Ten SRMs were included with a mean tumor size of 2.2 cm (range 1.1-3.9 cm) were treated with IRE. Renal mass biopsies revealed 7 clear cell and 1 papillary renal cell carcinoma. Two renal mass biopsies were nondiagnostic. The median follow-up was 6 months (range 3-12 months). Technical success was achieved in 9 out of 10 cases. One patient had a grade 3 Clavien-Dindo complication (1/10, 95% Confidence interval (CI) 0.0179-0.4041). Mean anesthesia time was 3.7 hours (range 3-5 hours), mean procedural time was 2.1 hours (range 1 hour 45 minutes-2 hours 30 minutes) and mean ablation time was 50 minutes (range 20 minutes-1 hour 45 minutes). The creatinine preoperative and postoperative (1 week, 3 months, 6 months, and 12 months) did not significantly differ. In total, 8 out of 10 cases did not experience postoperative pain.
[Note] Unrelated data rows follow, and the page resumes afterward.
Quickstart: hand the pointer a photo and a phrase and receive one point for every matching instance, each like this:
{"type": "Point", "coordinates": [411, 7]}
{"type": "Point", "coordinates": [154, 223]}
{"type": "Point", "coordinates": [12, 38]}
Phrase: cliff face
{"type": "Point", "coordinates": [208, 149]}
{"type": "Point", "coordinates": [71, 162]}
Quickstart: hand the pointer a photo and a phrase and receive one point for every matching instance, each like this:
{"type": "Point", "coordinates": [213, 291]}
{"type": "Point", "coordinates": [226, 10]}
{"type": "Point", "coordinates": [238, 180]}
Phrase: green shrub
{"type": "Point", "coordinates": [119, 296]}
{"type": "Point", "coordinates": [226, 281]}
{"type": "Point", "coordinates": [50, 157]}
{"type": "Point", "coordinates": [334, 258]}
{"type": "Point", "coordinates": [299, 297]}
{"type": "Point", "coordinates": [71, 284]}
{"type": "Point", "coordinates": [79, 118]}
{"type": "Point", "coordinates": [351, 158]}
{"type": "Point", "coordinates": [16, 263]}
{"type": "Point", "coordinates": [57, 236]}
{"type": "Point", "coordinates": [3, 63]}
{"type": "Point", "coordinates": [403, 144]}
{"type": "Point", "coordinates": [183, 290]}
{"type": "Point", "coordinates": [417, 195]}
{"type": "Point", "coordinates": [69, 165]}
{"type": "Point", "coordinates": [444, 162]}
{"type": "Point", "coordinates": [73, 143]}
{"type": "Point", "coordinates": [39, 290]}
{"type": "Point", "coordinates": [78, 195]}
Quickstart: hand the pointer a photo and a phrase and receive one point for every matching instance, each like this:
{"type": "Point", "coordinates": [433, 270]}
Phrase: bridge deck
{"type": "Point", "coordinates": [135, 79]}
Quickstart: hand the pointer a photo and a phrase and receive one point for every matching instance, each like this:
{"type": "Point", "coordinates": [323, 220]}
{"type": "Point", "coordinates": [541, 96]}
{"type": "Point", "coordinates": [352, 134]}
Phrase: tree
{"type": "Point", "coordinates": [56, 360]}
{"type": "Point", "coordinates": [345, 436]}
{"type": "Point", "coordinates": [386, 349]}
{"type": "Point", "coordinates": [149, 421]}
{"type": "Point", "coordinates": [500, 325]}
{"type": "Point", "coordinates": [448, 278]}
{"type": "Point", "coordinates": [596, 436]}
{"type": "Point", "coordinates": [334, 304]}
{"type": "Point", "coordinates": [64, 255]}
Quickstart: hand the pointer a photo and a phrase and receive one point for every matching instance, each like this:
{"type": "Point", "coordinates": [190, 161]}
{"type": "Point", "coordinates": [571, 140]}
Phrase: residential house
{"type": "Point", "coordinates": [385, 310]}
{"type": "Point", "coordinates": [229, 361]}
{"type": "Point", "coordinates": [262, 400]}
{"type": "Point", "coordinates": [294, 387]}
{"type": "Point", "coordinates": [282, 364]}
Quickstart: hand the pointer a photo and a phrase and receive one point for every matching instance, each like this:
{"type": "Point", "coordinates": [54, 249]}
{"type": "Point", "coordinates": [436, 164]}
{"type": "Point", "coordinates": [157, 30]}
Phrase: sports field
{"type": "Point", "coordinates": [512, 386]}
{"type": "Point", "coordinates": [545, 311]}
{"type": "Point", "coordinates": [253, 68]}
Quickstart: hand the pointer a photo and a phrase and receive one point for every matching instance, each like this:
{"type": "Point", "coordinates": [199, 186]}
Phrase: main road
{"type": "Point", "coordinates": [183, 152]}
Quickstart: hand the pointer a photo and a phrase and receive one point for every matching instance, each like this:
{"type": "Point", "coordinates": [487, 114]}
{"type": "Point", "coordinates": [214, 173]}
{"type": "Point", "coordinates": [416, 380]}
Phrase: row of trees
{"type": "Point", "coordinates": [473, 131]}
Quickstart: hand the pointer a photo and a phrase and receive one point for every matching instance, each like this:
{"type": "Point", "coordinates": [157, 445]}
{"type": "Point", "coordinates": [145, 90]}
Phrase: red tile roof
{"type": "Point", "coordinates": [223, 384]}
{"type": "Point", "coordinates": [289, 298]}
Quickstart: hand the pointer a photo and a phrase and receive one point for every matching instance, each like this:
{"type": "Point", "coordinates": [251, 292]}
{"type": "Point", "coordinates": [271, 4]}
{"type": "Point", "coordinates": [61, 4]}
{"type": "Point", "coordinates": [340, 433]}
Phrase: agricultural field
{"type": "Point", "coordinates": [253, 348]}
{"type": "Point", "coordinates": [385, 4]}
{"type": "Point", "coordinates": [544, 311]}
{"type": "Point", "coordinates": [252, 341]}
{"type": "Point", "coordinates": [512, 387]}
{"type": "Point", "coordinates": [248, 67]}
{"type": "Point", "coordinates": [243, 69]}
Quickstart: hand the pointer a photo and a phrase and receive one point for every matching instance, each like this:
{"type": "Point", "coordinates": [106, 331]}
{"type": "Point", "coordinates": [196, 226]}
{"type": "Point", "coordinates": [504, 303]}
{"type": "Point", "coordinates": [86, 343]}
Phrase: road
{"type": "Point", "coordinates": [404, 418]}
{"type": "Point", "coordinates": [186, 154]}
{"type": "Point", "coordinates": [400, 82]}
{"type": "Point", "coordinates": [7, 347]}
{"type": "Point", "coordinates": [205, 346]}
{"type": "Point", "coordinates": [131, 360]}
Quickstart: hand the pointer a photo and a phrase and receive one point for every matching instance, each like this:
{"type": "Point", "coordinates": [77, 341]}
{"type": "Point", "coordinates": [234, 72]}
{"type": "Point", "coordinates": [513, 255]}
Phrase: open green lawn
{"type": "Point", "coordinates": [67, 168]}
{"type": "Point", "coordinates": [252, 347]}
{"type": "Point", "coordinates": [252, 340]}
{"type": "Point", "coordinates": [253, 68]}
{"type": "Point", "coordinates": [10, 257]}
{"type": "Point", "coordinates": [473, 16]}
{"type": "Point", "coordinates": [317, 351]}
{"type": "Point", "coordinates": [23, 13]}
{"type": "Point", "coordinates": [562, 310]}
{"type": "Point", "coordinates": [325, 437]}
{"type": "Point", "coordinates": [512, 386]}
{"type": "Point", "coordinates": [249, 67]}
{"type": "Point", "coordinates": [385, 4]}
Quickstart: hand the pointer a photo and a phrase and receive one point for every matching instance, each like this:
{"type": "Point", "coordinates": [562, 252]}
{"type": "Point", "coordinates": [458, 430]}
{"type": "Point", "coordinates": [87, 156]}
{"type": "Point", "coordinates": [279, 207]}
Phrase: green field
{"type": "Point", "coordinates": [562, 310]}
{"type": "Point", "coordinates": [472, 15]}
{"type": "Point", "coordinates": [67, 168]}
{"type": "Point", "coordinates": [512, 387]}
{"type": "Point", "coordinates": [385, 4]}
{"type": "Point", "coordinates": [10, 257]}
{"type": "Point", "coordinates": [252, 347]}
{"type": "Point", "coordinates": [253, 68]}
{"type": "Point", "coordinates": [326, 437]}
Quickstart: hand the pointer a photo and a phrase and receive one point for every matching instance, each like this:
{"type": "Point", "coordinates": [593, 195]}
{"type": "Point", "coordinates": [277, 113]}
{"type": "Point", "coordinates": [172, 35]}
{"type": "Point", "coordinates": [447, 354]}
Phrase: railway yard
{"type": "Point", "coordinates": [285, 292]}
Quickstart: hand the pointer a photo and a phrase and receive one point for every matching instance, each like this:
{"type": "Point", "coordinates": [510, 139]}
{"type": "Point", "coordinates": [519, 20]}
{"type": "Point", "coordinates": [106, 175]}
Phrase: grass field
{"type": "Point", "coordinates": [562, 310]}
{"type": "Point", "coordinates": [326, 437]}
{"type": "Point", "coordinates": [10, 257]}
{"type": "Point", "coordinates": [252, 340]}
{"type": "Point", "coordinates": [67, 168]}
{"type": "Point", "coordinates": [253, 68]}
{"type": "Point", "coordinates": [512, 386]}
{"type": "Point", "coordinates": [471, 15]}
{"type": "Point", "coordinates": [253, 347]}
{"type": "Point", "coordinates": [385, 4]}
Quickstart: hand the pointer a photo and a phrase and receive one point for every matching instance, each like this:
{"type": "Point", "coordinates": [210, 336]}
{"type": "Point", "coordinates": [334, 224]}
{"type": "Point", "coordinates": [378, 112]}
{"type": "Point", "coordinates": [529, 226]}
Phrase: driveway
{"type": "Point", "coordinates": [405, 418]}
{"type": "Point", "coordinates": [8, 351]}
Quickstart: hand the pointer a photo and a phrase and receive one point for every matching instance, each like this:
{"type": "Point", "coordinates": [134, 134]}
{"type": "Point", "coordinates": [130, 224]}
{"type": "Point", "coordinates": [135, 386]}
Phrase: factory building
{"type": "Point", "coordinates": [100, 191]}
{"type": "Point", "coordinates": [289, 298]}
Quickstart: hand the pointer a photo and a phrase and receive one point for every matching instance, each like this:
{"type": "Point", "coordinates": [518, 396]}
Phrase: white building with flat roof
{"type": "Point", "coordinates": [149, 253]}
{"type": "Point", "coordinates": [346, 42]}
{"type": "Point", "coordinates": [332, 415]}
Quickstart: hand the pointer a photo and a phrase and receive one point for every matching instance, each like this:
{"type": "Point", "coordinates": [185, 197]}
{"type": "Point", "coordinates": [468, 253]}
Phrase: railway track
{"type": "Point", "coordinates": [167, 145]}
IRE in SRMs is safe and feasible. Renal function is not affected by IRE and postoperative pain is rare. Anesthesia time and procedural time are a potential concern.
不可逆电穿孔(IRE)有可能克服热消融的局限性,使靠近重要结构的小肾肿瘤(SRM)能够进行消融。
评估经皮 IRE 治疗 SRM 的可行性和安全性。
这是一项针对 SRM 患者的 IRE 前瞻性 2 期试验(NCT02828709)。主要终点是可行性和安全性。采用 Clavien-Dindo 和通用不良事件术语标准 4.0 分级系统评估设备和程序不良事件。通过记录消融后立即进行的 CT 评估来评估技术可行性,评估内容包括完全肿瘤覆盖和无增强。记录肿瘤特征和患者特征、程序和麻醉细节、术后事件以及围手术期并发症。
10 个 SRM 肿瘤纳入研究,平均肿瘤大小为 2.2cm(范围 1.1-3.9cm),均接受 IRE 治疗。肾肿瘤活检显示 7 例为透明细胞癌,1 例为乳头状肾细胞癌。2 例肾肿瘤活检无法诊断。中位随访时间为 6 个月(范围 3-12 个月)。10 例中有 9 例达到技术成功。1 例患者发生 3 级 Clavien-Dindo 并发症(1/10,95%置信区间[CI]0.0179-0.4041)。平均麻醉时间为 3.7 小时(范围 3-5 小时),平均手术时间为 2.1 小时(范围 1 小时 45 分钟-2 小时 30 分钟),平均消融时间为 50 分钟(范围 20 分钟-1 小时 45 分钟)。术前和术后(1 周、3 个月、6 个月和 12 个月)的血肌酐无显著差异。总共有 8 例患者术后没有疼痛。
IRE 治疗 SRM 是安全可行的。IRE 不会影响肾功能,术后疼痛罕见。麻醉时间和手术时间是一个潜在的问题。